My great friend Frailuco gave me this Dankung few weeks ago, after trying it successfully, we improve the handle, and would be more comfortable and precise, all work is the Master Frailuco, wood used, stick ferro, Ebony, another unknown and red stick, finished with beeswax.

I am very happy and I'm sure will be a great leader :king:

Video in action, 





regards ...... Alf :wave:


----------



## BC-Slinger (Jan 6, 2013)

Very nice upgrade to the frame, and top notch slinging to go with it. Well done my friend :thumbsup:

Cheers

Matt.K.M aka BC-Slinger


----------



## treefork (Feb 1, 2010)

Nice ! :thumbsup:


----------



## alfshooter (May 11, 2011)

BC-Slinger said:


> Very nice upgrade to the frame, and top notch slinging to go with it. Well done my friend :thumbsup:
> 
> Cheers
> 
> Matt.K.M aka BC-Slinger


Many thanks Matt, comfort and robustness allows me to experience better with double tubes. :wave:


----------



## alfshooter (May 11, 2011)

treefork said:


> Nice ! :thumbsup:


  Thank you very much for your time Master, we must continue to improve marksmanship.


----------



## BAT (Feb 26, 2015)

Que buen upgrade! se ve que quedó bastante cómoda esa Dankung!

Saludos!


----------



## alfshooter (May 11, 2011)

BAT said:


> Que buen upgrade! se ve que quedó bastante cómoda esa Dankung!
> 
> Saludos!


 :king: esta chingona !!!

Gracias :wave:


----------



## sharp eye (Jun 3, 2014)

Que buena combinacion, excellente trabajo y punteria, Saludos!


----------



## Ibojoe (Mar 13, 2016)

Well done! Very nice!


----------



## BROOKS (May 22, 2014)

Beautiful work and great shooting!


----------



## SharpshooterJD (Oct 9, 2012)

Sweet mod!


----------



## E.G. (Mar 27, 2014)

Very nice work, Alf


----------



## Volp (Aug 25, 2014)

trabajo de maestro!!


----------



## alfshooter (May 11, 2011)

sharp eye said:


> Que buena combinacion, excellente trabajo y punteria, Saludos!

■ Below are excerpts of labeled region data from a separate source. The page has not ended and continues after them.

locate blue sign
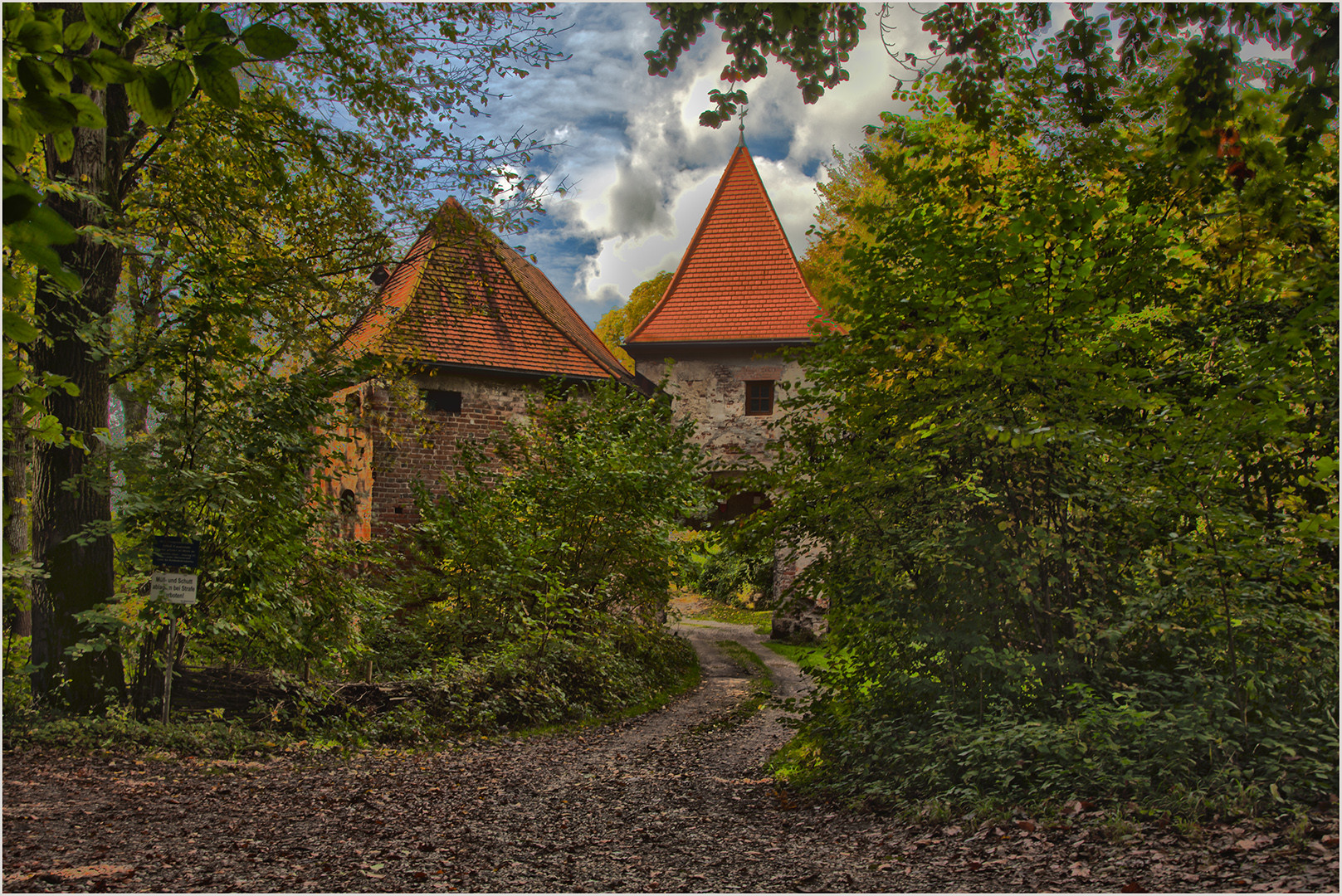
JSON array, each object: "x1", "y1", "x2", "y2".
[{"x1": 154, "y1": 535, "x2": 200, "y2": 569}]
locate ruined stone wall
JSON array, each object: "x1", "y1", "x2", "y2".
[{"x1": 636, "y1": 350, "x2": 805, "y2": 464}]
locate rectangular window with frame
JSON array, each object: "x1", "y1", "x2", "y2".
[
  {"x1": 746, "y1": 380, "x2": 773, "y2": 417},
  {"x1": 422, "y1": 389, "x2": 461, "y2": 415}
]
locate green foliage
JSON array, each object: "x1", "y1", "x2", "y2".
[
  {"x1": 777, "y1": 33, "x2": 1338, "y2": 802},
  {"x1": 340, "y1": 383, "x2": 706, "y2": 737},
  {"x1": 392, "y1": 383, "x2": 705, "y2": 650},
  {"x1": 643, "y1": 2, "x2": 864, "y2": 128},
  {"x1": 692, "y1": 539, "x2": 773, "y2": 609},
  {"x1": 594, "y1": 271, "x2": 672, "y2": 373}
]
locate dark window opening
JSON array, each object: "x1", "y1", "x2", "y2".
[
  {"x1": 422, "y1": 389, "x2": 461, "y2": 413},
  {"x1": 746, "y1": 380, "x2": 773, "y2": 417}
]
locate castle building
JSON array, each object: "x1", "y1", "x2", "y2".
[
  {"x1": 622, "y1": 139, "x2": 829, "y2": 622},
  {"x1": 326, "y1": 200, "x2": 633, "y2": 541}
]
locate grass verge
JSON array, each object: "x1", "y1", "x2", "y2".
[{"x1": 683, "y1": 600, "x2": 773, "y2": 635}]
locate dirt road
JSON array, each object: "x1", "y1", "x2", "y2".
[{"x1": 2, "y1": 622, "x2": 1338, "y2": 892}]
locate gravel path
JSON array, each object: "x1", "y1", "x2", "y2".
[{"x1": 2, "y1": 621, "x2": 1338, "y2": 892}]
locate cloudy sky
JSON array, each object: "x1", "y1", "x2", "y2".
[{"x1": 466, "y1": 2, "x2": 926, "y2": 324}]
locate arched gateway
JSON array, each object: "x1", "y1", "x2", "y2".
[{"x1": 624, "y1": 139, "x2": 831, "y2": 635}]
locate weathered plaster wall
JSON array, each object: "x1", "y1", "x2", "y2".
[{"x1": 636, "y1": 350, "x2": 805, "y2": 463}]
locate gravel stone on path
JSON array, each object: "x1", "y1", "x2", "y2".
[{"x1": 2, "y1": 621, "x2": 1338, "y2": 892}]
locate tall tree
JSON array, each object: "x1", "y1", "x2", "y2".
[
  {"x1": 778, "y1": 9, "x2": 1338, "y2": 801},
  {"x1": 5, "y1": 4, "x2": 566, "y2": 707}
]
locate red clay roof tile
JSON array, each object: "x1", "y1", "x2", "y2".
[
  {"x1": 335, "y1": 200, "x2": 628, "y2": 380},
  {"x1": 626, "y1": 145, "x2": 822, "y2": 343}
]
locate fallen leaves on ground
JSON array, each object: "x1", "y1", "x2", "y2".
[{"x1": 4, "y1": 626, "x2": 1338, "y2": 892}]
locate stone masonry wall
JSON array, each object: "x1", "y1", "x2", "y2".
[
  {"x1": 636, "y1": 352, "x2": 805, "y2": 464},
  {"x1": 370, "y1": 373, "x2": 544, "y2": 537}
]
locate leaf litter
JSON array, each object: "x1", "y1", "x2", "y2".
[{"x1": 2, "y1": 622, "x2": 1338, "y2": 892}]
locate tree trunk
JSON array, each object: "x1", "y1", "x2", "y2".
[
  {"x1": 31, "y1": 13, "x2": 124, "y2": 709},
  {"x1": 4, "y1": 397, "x2": 32, "y2": 637}
]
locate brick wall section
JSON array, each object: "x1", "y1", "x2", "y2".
[{"x1": 370, "y1": 373, "x2": 544, "y2": 538}]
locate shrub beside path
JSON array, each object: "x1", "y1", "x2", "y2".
[{"x1": 2, "y1": 621, "x2": 1338, "y2": 892}]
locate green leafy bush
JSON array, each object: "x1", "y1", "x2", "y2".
[
  {"x1": 776, "y1": 46, "x2": 1338, "y2": 806},
  {"x1": 695, "y1": 539, "x2": 773, "y2": 609}
]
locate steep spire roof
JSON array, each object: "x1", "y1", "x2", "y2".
[
  {"x1": 335, "y1": 198, "x2": 628, "y2": 380},
  {"x1": 626, "y1": 141, "x2": 820, "y2": 345}
]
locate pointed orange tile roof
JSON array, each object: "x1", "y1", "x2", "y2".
[
  {"x1": 335, "y1": 198, "x2": 629, "y2": 380},
  {"x1": 626, "y1": 142, "x2": 822, "y2": 346}
]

Thanks friend, I'm happy with !!!



Ibojoe said:


> Well done! Very nice!


I'm glad you like, thanks !!!



BROOKS said:


> Beautiful work and great shooting!


 :thumbsup:



SharpshooterJD said:


> Sweet mod!!


Master thank you very much !!!



E.G. said:


> Very nice work, Alf


Hello Master !!! much appreciate your words. :wave:



Volp said:


> trabajo de maestro!!


Ya sabes , Frailuco es un artista !!! y yo también :rolling:

Abrazote Tremendussss...

----------------------------------

Thank you all for your looking !!!


----------



## twang (May 10, 2015)

that is phat.


----------



## shtf.doom (Apr 20, 2016)

Looks really good ! Great craftsmanship And nice shooting mate!

Scout$hooter


----------



## alfshooter (May 11, 2011)

Thank you very much mate.


----------